When I saw a job advert recently for a “Scrum Master”, I thought one of the teams competing in the upcoming Rugby Union World Cup was looking to get an additional competitive advantage over their rivals. Upon delving a bit deeper, I realised that this was not about extra agility on the field of play, but more about agile business operations.
The “Scrum” in question is not a way to restart a rugby game but rather part of an agile working environment being adopted by companies as they seek to transform their businesses to address the modern commercial environment and secure future success.
Agile working empowers people to work where, when, and how they choose – with maximum flexibility and minimum constraints – and helps optimise their performance to deliver their best work. Spotify, Netflix, Moonpig and ING Bank (the company recruiting the Scrum Master) have all adapted agile working practices.
In fact, ING Bank based in the Netherlands is an organisation that I have studied especially in terms of their agile transformation. In the summer of 2015, ING embarked on a transformational journey in reaction to a new breed of “digitally-native” competitors — organisations that have always had technology and computers at the very heart of their business model — to better serve their increasingly “digitally-native” customer base that regards technology as an integral and necessary part of their lives.
The transformation was a shift from a traditional hierarchical organisation featuring functional departments such as marketing, IT and product development to an “agile” model inspired by companies such as Spotify and Netflix. “Agile Scrum” is the most-used agile methodology where small multidisciplinary teams break their work into actions that can be completed within fixed duration cycles. The teams track progress in frequent, often daily, stand-up meetings and collaborate to deliver the product/goal within the fixed duration cycle.
Squads and tribes
ING started by implementing the Agile Scrum methodology in the Netherlands reorganizing over 3,000 staff into about 350 “squads” each made of up to nine members.
The multidisciplinary squads are focused on a specific objective and have end-to-end responsibility and a high degree of autonomy. The activities of the squad are co-ordinated by a product owner who manages the backlog and priorities from a position of squad member rather than leader. As the project evolves, the functional composition of the team can change to best deliver the desired outcomes. When the mission is complete the squad is dissolved.
Squads that have interconnected missions are grouped together into tribes. A tribe lead helps to co-ordinate priorities, budgets and is the interface with other tribe leads to ensure knowledge is shared between tribes. Tribe leaders focus on communicating what problems need to be solved and let squads decide how to solve them.
Operating across squads and tribes are chapters, which help to develop expertise and knowledge across squads. Chapter leads are responsible for personal development, coaching, staffing and performance management for chapter members.

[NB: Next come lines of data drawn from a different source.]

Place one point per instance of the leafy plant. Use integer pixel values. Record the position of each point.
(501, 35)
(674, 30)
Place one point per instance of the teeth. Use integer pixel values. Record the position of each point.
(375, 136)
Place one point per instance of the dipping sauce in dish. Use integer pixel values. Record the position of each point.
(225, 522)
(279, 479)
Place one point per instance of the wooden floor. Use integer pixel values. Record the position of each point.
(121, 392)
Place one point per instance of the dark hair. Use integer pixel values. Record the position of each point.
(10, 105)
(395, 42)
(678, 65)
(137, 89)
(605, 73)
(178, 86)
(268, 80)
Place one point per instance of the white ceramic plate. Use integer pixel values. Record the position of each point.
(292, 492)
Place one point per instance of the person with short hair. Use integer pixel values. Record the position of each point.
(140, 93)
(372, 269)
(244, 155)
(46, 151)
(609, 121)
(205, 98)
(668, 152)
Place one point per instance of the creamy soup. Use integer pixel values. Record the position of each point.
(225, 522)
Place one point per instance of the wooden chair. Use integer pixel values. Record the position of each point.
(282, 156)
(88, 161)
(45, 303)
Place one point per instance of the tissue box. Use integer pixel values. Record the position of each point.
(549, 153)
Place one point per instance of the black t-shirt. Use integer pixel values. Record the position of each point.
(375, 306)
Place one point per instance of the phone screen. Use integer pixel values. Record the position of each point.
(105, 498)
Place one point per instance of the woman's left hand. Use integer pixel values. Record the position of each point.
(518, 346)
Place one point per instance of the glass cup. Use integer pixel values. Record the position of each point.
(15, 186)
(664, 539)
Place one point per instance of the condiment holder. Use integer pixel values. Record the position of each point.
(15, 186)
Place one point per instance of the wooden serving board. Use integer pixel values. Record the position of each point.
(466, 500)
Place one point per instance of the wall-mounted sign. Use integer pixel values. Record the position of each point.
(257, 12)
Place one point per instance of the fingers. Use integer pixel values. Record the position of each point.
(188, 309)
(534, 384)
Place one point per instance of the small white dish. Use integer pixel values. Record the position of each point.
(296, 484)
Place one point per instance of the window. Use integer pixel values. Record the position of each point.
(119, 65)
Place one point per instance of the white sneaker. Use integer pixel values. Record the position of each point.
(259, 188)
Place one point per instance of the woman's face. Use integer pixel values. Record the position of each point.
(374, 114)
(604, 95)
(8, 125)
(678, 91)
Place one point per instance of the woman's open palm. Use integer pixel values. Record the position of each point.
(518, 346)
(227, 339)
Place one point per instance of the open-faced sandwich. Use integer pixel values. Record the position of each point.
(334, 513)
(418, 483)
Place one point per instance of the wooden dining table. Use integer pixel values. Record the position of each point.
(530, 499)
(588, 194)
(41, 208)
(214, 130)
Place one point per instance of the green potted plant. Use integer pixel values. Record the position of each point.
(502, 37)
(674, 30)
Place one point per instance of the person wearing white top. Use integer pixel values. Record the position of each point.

The benefits of agile working
In discussion with ING’s sustainability team, the benefits of working in an agile way are clear. Increased employee satisfaction and engagement are evident in the way in which people speak about the transformation in their work patterns. Productivity has improved alongside innovation and speed to market. An important development that helps to increase the pace of successful innovation is an ethos to identify failing projects quickly before they consume too many resources and too much time.
The team talks about a significant reduction in red-tape compared to the documentation and administration attached to traditional methods of project management. Gone are the formal project plans, work flow charts and multi-period PERT charts (Program Evaluation Review Technique). They’re all to be replaced by portfolio walls and sticky notes relating to more short-term targets and achievements which foster innovation and closer alignment of the squad to its stated purpose.
ING has measured the success of its move to agile thinking against the McKinsey Organizational Health Index (OHI) and has seen improvement in all areas. Major improvements were witnessed in the Direction, External Orientation and Capabilities categories with a particular strength evident in Innovation & Learning. ING’s overall score of 74 places is amongst the top quartile of organizations in the index, a position it is rightly proud of, but nevertheless determined to improve upon.
And since ING’s transformation has been recognised externally, Global Finance Magazine has named ING “Best Bank in Europe” for the fifth year in a row. The bank was the magazine’s inaugural “Best Bank in the World” in 2017. ING is seen to be ahead of the curve in adopting digital technology and a culture of innovation.
Although the Netherlands Rugby Union team failed to qualify for the 2019 World Cup, despite beating Ukraine, Moldova and Switzerland, it is clear that the Scrum is a centre of excellence at ING and a growing source of competitive advantage.